EC TRPV4 and IK_Ca channels suppress the development of myogenic tone in cremaster arterioles. (A and B) At low intraluminal pressure, block of either TRPV4 channels with RN1734 (30 μM, n = 4; A) or IK_Ca channels with TRAM-34 (TR, 1 μM, n = 3; B) significantly increased the level of myogenic tone. (C) In contrast, block of SK_Ca channels with apamin (Ap) did not alter the pressure/diameter profile (100 nM, n = 3).

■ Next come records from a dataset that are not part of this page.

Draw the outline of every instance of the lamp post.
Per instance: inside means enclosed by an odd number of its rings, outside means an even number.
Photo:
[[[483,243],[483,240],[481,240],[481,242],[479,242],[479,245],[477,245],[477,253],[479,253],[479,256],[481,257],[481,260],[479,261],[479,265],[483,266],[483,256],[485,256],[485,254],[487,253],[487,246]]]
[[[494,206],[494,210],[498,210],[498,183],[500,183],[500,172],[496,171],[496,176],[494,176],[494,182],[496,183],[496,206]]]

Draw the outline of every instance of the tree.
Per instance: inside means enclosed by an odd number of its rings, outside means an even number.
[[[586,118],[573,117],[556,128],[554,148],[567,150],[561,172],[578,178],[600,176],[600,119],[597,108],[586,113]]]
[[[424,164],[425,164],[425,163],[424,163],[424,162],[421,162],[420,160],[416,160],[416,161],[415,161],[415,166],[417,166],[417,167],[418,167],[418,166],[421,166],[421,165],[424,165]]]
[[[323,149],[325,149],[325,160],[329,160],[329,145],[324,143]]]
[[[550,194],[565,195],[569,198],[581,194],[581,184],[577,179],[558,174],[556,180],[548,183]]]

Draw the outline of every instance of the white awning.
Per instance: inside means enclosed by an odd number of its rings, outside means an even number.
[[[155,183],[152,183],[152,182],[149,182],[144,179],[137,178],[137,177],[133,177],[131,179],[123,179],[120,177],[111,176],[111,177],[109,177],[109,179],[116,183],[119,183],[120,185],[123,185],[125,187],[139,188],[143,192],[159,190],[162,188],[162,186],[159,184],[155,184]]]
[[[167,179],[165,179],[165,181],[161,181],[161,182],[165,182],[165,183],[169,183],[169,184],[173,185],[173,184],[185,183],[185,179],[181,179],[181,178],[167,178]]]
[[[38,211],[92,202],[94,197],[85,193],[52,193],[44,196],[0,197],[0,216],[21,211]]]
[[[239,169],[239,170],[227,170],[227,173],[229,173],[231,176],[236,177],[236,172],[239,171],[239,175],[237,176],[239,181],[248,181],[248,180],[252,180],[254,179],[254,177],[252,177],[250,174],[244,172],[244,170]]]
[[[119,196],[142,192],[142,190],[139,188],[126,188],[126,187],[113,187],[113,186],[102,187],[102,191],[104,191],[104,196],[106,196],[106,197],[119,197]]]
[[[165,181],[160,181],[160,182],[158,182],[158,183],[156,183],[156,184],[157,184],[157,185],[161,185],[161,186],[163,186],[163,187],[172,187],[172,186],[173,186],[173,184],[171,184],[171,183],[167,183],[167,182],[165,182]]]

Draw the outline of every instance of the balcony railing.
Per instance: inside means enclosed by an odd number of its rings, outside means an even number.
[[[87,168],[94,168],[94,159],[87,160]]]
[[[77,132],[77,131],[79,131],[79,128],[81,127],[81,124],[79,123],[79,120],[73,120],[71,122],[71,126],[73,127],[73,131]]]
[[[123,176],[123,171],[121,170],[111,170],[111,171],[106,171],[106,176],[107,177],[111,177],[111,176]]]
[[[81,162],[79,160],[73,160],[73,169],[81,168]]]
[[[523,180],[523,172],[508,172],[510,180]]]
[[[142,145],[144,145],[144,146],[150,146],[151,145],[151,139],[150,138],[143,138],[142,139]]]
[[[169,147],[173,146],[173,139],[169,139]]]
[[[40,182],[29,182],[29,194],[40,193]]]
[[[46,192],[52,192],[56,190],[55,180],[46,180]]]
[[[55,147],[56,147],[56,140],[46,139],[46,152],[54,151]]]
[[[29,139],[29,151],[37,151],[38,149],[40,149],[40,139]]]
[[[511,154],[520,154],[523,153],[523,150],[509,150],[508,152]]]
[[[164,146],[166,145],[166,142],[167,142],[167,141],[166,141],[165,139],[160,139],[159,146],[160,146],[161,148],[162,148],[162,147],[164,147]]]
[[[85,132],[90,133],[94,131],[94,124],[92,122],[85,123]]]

The passive diameters obtained in Ca²⁺-free buffer for each dataset are also shown. *P < 0.05, significantly different from control (100 μM l-NAME) at the same pressure (paired observations).

Fig. 7.

EC Ca²⁺ events involve IP₃R signaling and Ca²⁺ influx but not arachidonic acid derivatives, VGCC, or ryanodine receptors. (A) EC spontaneous Ca²⁺ events in pressurized cremaster arterioles were completely abolished by the PLC antagonist U-73122 (3 μM) at 5 mmHg (n = 3) and 80 mmHg (n = 3). (B) IP₃R blockade with xestospongin C (Xest C, 10 μM) attenuated spontaneous EC Ca²⁺ event frequency at both 5 mmHg (n = 3) and 80 mmHg (n = 4). (C) Block of PLA₂, a liberator of arachidonic acid, with AACOCF₃ (3 μM) did not alter (ns, not significant) EC Ca²⁺ event frequency at 5 mmHg. (D) Block of VGCC with nifedipine (1 μM) had no effect on Ca²⁺ event frequency at either 5 or 80 mmHg (n = 4) but prevented the development of myogenic tone. (E) Removal of extracellular Ca²⁺ (Ca²⁺-free) reduced EC activity at 5 mmHg but not at 80 mmHg (n = 3). (F) Ryanodine (10 μM) abolished asynchronous propagated SMC Ca²⁺ events (waves) at both 5 and 80 mmHg intraluminal pressure in cremaster arterioles (n = 3) but did not affect EC spontaneous Ca²⁺ activity in the same arterioles (n = 3). *P < 0.05, significantly different from control at each pressure.